Wednesday, 12 December 2012


It's cold in London today. Not much cloud, and the sort of temperatures which make your feet freeze if you're standing around outside. Like I do most days at the gate of the nursery school, greeting children and parents on their way in.

I'm standing there, and I notice that all along the railings are spiders' webs which have frozen. They have an icy coating, like icing sugar that has been sieved on.

A little boy comes in whose life, I know, is hard for reasons I cannot share here, which are no-one's "fault". His father is carrying him, giving him a lot of gentle and silent reassurance. As he's up high, I point out the white spiders' webs. But he looks more anxious than anything else, and I think they are both humouring me a little by looking and waiting.

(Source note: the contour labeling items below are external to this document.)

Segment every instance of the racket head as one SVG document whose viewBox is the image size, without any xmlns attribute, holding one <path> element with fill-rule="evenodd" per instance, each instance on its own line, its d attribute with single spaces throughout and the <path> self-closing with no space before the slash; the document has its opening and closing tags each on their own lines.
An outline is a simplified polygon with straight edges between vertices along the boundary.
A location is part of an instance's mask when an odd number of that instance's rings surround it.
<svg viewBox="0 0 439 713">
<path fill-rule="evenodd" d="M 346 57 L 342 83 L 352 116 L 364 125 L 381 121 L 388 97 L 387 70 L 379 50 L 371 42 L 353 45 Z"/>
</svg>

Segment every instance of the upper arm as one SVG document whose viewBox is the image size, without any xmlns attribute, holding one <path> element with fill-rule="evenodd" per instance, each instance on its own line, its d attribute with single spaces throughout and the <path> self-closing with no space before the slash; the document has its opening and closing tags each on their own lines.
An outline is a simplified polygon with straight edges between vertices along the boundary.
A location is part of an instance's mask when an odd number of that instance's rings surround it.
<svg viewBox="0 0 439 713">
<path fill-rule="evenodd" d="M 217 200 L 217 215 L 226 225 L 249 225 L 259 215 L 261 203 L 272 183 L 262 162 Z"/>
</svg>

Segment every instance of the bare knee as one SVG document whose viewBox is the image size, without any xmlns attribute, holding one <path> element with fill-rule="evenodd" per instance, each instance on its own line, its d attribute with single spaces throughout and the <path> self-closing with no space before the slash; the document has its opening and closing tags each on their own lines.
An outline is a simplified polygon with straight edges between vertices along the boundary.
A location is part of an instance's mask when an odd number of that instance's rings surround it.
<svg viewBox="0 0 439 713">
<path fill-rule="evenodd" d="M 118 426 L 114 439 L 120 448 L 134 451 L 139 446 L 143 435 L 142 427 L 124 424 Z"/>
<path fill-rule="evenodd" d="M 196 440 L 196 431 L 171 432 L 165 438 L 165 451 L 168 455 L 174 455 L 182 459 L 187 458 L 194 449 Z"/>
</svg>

Ten minutes later, he comes back, holding his key person's hand. He is saying, loud and insistent, "spider...spider". His key person looks a little confused, but she is trusting him to take her to see something important. They stand at the railings and he points to the webs.

His key person tells me that he got upset and then angry when he was left in nursery this morning, but then shortly after he had got over that, he had got up, held her hand and insisted on taking her out. He had held onto something that was fascinating him, despite his upset, and he had wanted to share it with her once he felt calm enough.

It's common to call moments "magical". This was magical like I felt when reading the first Harry Potter book to my daughter, when I could sense her marvelling at the magic the children summoned up. This time it was being overcome by a child's sense of wonder, which had itself overcome so many other hard emotions in a hard life.